Art. 8º-D – No caso de a cobrança extrajudicial realizada na forma dos arts. 8º-B e 8º-C deste decreto-lei ser considerada indevida, o credor fiduciário sujeitar-se-á à multa e ao dever de indenizar de que tratam os §§ 6º e 7º do art. 3º deste Decreto-Lei.
Art. 8º-E – Quando se tratar de veículos automotores, é facultado ao credor, alternativamente, promover os procedimentos de execução extrajudicial a que se referem os arts. 8º-B e 8º-C desta lei perante os órgãos executivos de trânsito dos Estados, em observância às competências previstas no § 1º do art. 1.361 da lei 10.406, de 10 de janeiro de 2002 (Código Civil).
Parágrafo único.
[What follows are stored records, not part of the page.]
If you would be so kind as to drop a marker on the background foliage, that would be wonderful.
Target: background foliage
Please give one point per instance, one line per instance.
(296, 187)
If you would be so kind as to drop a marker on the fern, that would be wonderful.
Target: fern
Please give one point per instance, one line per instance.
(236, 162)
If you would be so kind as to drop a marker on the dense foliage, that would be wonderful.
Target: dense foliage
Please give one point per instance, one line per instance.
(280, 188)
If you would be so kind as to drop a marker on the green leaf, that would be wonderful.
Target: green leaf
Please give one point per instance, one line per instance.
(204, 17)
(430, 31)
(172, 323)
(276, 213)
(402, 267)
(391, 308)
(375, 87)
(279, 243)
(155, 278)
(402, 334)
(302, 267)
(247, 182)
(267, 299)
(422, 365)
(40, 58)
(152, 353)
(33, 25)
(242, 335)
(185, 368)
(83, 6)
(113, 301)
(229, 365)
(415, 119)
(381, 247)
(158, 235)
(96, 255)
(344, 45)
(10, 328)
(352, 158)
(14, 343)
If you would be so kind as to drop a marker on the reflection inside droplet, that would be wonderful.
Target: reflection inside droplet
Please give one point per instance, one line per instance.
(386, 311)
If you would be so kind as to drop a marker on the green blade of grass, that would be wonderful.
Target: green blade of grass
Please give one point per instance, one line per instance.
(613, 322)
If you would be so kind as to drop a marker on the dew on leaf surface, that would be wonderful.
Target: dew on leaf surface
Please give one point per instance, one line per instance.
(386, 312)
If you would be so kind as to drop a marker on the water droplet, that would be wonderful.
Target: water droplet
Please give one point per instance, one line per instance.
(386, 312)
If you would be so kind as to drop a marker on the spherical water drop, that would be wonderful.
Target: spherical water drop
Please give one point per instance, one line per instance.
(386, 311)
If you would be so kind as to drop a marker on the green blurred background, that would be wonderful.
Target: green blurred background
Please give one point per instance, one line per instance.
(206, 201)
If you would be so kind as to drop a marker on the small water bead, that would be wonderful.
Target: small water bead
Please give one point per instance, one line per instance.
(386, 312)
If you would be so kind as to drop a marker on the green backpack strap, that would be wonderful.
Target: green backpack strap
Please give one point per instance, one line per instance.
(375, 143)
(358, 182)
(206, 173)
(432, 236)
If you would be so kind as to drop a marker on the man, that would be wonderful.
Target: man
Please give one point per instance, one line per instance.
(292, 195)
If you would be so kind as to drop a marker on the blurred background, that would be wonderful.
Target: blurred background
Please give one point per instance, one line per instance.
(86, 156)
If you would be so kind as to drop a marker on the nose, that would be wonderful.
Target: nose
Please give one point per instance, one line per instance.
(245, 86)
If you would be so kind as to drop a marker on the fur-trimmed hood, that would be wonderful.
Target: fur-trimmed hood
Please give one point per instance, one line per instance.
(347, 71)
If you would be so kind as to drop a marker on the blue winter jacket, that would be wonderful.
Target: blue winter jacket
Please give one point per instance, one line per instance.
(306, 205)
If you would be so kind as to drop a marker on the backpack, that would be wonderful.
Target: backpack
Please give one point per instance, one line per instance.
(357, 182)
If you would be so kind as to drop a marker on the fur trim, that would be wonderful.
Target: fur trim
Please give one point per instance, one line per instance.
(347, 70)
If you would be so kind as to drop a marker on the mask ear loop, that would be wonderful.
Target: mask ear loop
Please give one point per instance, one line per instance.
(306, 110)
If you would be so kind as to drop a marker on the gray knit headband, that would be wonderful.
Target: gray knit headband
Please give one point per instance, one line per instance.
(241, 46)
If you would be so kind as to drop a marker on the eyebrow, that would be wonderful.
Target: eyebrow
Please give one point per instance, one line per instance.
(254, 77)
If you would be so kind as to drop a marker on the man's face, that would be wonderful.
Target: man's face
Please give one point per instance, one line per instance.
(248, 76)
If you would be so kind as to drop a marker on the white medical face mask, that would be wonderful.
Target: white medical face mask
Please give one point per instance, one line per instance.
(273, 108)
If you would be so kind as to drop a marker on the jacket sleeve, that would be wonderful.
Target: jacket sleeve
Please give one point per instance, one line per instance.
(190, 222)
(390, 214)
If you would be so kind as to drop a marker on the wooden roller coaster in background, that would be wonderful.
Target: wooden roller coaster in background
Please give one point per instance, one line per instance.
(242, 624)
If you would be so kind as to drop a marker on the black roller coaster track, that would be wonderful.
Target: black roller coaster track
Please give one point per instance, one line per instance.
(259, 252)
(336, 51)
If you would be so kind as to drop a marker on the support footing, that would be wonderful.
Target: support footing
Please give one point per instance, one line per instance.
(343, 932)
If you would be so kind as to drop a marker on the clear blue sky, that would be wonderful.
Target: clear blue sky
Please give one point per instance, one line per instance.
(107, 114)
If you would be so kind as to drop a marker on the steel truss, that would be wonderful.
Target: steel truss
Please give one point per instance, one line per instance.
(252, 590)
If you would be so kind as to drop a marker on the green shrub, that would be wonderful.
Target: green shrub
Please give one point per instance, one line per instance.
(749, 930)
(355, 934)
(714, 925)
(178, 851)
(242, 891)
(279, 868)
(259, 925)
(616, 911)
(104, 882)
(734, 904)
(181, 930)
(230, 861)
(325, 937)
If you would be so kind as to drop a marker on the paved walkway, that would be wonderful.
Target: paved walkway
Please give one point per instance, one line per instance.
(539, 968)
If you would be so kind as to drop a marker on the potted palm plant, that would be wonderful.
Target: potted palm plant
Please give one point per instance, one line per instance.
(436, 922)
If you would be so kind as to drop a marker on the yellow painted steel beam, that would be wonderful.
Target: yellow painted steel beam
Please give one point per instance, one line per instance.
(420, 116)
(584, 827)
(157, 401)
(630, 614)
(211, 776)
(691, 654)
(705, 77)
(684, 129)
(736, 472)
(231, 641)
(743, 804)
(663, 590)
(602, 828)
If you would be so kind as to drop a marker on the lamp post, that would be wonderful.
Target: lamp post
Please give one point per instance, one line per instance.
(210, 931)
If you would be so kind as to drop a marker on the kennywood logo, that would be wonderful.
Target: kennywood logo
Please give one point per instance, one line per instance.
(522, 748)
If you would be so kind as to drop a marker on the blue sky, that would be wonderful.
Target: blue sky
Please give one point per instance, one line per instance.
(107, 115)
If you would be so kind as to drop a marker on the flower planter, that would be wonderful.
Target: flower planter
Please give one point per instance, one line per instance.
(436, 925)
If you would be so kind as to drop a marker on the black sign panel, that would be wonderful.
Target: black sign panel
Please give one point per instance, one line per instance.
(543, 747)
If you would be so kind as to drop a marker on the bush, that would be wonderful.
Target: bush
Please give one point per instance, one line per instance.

Na hipótese de o credor exercer a faculdade de que trata o caput deste artigo, as empresas previstas no parágrafo único do art. 129-B da lei 9.503, de 23 de setembro de 1997 (Código de Trânsito Brasileiro), praticarão os atos de processamento da execução, inclusive os atos de que trata o § 2º do art. 8º-C desta lei.”
Como visto, da simples leitura dos dispositivos acima, ainda há necessidade de se regulamentar melhor como algumas medidas executivas serão plenamente concretizadas no formato extrajudicial.
Mas, sem prejuízo disso, muito bem-vinda é a lei 14.711/2023, a qual traz importantes novidades quanto à localização e execução de determinados bens oferecidos como garantia em operações comerciais.
Na medida em que, no Brasil, muitas ações de execução se mostram frustradas em virtude da dificuldade de localizar o devedor e/ou os seus respectivos bens que possam ser penhorados, o Marco Legal das Garantias certamente objetiva conferir mais agilidade na satisfação dos valores devidos aos credores. A nova lei, portanto, tem o claro enfoque de facilitar a localização e a excussão de garantias.
Claro que, como proposta de reflexão, na medida em que os órgãos extrajudiciais ganham poderes para atuarem com técnicas executivas, faz-se necessário que estejam organizados para realizarem os atos previstos em Lei com a performance e legalidade necessárias; e tudo sem prejuízo da possibilidade do controle judicial, caso preciso.